We make it a point of teaching our users security awareness at least once a year. But what we aren’t thinking about is how many times a day we may be inadvertently teaching our users to be phished. But before I talk more about how (and why) we might be doing our users this disservice, let me give you a little background on how we have arrived at this particular juncture.
Many of us in IT started as just the computer person. In the beginning, we just needed to help people logon with credentials, fix hardware drivers for them and make their pie charts green. Soon, we moved from being IT generalists into the bigger and much more complex role of security experts. The next thing we knew, we were challenged to protect not only the perimeter but also now, each unique endpoint.
Then, endpoints started getting pretty jinky. With BYOD and cloud, users were using a variety of machines to connect from anywhere, to anything, on any network. With Zero trust from the outside to the inside of our networks we have found that we can no longer trust the perimeter to keep devices safe. In other words, we are now challenged to determine how to trust each device that we are requesting to interact with. Luckily, we still have the Root of Trust or the Web of Trust models to help us identify these different actors on our networks.

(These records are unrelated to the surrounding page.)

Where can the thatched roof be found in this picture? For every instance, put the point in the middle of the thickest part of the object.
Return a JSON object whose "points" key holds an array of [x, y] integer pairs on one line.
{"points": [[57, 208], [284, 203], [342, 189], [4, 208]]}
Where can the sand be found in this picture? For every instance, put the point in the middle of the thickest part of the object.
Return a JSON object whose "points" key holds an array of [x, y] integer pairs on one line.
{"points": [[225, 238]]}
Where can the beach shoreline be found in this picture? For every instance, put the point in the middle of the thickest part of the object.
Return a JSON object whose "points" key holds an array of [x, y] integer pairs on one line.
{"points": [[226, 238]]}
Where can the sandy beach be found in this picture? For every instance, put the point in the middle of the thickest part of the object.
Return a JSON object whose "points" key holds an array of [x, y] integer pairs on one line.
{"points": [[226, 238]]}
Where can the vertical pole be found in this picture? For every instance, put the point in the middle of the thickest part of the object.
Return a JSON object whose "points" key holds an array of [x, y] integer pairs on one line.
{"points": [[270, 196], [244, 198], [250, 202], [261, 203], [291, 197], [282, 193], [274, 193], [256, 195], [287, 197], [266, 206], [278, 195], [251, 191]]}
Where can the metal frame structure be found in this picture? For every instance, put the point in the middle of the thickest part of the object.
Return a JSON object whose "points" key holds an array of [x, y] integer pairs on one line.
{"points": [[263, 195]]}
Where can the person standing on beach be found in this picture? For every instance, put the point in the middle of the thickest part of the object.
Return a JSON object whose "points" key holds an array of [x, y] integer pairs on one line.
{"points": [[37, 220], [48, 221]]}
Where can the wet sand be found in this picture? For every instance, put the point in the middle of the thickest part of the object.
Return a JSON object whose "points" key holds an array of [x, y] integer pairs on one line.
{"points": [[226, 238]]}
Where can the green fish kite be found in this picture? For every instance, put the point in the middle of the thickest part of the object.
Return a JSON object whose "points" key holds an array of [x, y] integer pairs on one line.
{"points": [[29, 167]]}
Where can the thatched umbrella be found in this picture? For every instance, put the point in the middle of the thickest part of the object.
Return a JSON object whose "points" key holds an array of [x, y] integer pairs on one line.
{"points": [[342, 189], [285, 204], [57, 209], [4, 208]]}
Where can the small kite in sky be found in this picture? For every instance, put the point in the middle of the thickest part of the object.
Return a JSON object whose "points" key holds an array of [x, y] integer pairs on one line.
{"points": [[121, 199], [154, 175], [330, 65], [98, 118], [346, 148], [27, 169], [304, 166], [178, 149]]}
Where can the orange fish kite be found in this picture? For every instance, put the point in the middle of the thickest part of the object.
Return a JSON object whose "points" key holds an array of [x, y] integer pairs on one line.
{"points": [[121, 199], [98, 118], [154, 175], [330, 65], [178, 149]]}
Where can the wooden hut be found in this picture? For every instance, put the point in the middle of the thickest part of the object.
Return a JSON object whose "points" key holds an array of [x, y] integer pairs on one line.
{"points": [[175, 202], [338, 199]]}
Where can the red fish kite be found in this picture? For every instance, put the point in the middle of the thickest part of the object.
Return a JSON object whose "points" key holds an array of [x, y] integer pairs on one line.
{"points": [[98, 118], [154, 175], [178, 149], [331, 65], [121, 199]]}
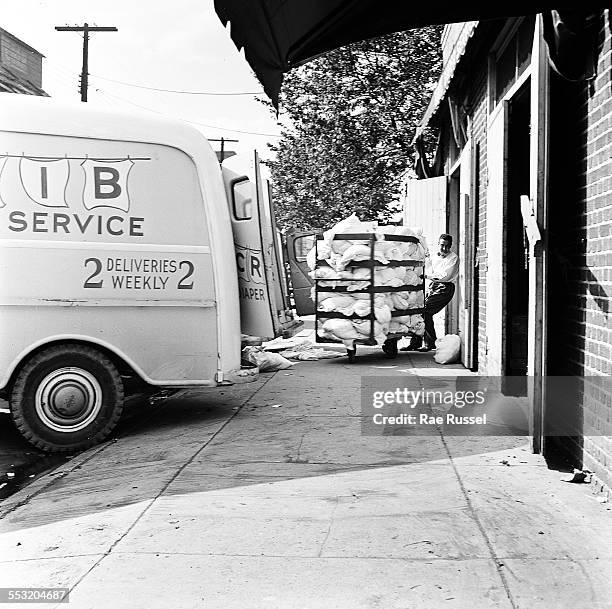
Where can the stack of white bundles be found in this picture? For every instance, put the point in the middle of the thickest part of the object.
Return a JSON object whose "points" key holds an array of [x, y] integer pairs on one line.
{"points": [[339, 254]]}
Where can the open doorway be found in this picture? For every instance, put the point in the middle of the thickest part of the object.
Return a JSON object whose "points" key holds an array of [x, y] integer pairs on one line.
{"points": [[515, 254]]}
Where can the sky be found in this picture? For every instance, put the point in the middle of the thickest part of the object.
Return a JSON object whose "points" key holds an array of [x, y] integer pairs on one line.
{"points": [[179, 45]]}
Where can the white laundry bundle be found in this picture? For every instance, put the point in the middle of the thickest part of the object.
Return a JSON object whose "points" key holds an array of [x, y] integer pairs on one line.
{"points": [[407, 324], [339, 269]]}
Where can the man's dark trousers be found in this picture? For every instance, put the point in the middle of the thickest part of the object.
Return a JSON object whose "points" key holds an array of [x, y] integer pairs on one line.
{"points": [[438, 296]]}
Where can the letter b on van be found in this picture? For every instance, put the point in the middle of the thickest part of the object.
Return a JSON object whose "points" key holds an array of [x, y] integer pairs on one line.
{"points": [[106, 183]]}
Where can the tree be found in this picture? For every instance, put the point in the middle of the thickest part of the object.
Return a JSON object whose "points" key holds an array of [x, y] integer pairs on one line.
{"points": [[351, 117]]}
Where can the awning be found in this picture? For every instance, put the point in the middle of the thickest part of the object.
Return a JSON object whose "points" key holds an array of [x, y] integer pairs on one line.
{"points": [[278, 35]]}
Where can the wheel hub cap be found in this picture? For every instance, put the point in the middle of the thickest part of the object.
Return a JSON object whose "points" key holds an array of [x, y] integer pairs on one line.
{"points": [[68, 399]]}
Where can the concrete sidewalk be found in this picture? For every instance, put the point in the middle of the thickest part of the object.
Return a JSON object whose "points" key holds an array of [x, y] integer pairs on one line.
{"points": [[267, 495]]}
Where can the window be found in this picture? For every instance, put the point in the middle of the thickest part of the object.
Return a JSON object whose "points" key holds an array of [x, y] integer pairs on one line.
{"points": [[302, 245], [514, 58], [242, 203]]}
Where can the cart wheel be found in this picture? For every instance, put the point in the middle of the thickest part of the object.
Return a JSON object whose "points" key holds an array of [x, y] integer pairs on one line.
{"points": [[390, 348]]}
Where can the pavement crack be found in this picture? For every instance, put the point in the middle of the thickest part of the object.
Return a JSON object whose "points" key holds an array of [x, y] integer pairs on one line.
{"points": [[499, 566], [178, 472], [331, 523]]}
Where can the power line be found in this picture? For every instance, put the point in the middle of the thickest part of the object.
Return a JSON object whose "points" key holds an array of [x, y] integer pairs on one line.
{"points": [[129, 84], [85, 28], [186, 120]]}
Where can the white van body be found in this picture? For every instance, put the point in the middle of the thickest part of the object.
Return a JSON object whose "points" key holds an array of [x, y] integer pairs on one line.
{"points": [[114, 234], [262, 285]]}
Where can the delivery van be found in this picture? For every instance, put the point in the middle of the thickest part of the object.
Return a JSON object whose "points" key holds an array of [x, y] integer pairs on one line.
{"points": [[117, 261]]}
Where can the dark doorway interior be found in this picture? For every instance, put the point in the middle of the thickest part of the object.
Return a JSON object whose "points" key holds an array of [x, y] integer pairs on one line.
{"points": [[517, 275], [566, 268]]}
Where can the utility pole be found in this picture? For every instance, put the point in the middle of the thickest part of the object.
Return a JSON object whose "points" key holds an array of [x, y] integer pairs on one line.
{"points": [[85, 28], [222, 140]]}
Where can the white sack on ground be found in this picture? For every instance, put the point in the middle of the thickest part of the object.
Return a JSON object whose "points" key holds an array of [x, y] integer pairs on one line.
{"points": [[266, 360], [447, 349]]}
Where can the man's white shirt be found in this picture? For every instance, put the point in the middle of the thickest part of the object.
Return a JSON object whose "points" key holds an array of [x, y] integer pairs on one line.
{"points": [[445, 268]]}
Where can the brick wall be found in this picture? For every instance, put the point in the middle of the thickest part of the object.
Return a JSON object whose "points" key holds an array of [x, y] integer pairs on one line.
{"points": [[593, 332], [580, 242]]}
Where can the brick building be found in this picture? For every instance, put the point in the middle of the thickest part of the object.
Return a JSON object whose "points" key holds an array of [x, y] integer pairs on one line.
{"points": [[20, 66], [524, 114]]}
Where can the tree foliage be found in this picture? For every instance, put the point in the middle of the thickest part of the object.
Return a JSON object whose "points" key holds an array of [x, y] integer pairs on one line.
{"points": [[351, 116]]}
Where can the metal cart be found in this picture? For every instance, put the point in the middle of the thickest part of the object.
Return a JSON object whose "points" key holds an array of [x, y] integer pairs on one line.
{"points": [[390, 345]]}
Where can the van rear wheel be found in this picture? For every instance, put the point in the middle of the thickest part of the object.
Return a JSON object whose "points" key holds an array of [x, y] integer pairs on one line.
{"points": [[67, 398]]}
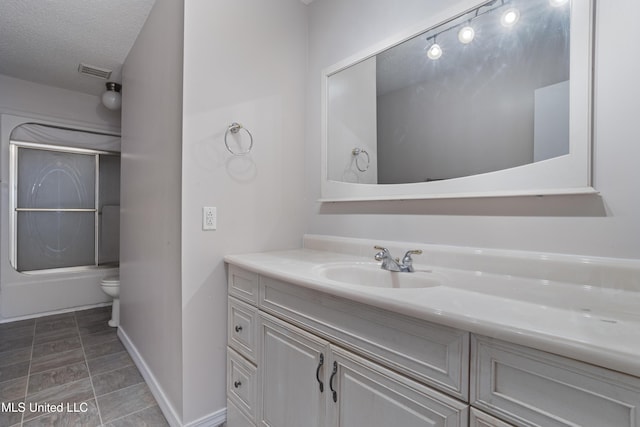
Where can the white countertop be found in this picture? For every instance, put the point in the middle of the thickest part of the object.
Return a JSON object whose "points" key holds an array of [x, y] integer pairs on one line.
{"points": [[594, 324]]}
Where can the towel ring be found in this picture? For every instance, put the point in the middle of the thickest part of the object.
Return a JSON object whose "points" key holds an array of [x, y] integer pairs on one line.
{"points": [[234, 128], [356, 153]]}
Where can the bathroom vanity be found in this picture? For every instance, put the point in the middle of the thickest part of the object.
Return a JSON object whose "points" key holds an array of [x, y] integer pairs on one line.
{"points": [[321, 336]]}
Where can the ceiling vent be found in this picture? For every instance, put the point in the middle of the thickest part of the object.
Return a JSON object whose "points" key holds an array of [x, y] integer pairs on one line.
{"points": [[90, 70]]}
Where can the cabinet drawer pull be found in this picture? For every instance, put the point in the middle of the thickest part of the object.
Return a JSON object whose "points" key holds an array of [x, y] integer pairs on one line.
{"points": [[318, 372], [333, 374]]}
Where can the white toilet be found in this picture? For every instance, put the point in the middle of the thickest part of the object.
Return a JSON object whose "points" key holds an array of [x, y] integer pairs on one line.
{"points": [[111, 286]]}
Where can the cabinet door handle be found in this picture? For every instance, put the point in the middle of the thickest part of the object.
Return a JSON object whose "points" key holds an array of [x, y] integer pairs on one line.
{"points": [[318, 372], [333, 374]]}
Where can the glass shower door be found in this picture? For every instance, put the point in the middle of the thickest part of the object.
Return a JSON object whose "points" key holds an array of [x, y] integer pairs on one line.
{"points": [[55, 208]]}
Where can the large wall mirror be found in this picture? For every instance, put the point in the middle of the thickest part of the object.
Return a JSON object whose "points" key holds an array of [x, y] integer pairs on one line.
{"points": [[488, 98]]}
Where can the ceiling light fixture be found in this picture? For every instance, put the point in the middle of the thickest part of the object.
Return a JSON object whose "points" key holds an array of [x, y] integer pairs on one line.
{"points": [[466, 34], [510, 17], [435, 51], [111, 98]]}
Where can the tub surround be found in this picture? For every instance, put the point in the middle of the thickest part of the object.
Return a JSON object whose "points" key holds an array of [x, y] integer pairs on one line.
{"points": [[578, 307]]}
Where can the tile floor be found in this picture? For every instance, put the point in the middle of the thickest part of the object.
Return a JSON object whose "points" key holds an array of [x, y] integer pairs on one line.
{"points": [[73, 359]]}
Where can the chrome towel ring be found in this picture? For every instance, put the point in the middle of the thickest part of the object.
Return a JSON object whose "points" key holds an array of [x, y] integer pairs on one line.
{"points": [[234, 128], [358, 154]]}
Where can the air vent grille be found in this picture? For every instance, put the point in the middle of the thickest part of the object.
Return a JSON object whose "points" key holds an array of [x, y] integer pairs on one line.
{"points": [[90, 70]]}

We use x.509 certificates with the SSL/TLS protocols and SSH keys to establish Identity of these many interconnecting machines. To accommodate this shift, many like myself have had to evolve from being just a computer guy to being experts in protecting machine identities. In fact, given the explosive growth of machines that our organizations rely on, we are all speeding down the byways in a journey from generic computer stuff to a very specific, high value targeted machine identity protection.
Machines do a great job with trust. It is a binary answer. I trust you and will do business with you or I don’t trust you and we will kill communication. With humans, it’s not so easy. When accessing a variety of web pages in a variety of browsers over a variety of WIFIs, there are just too many variables for humans to effectively establish trust. And we may be inadvertently exacerbating their inability to decide what to trust. Every time we create a situation where they are allowed to click through a security warning, we are essentially training these users how to be phished. How are you training users to be phished?
Some browsers such as Chrome are fixing this by not allowing users to choose to accept the warnings. They simply reject the connection. But there are a lot of browsers and applications that do not. We should handle each certificate error as a service failure and, even worse, as a training to teach our users to be phished. Better yet, we should avoid these errors in the first place.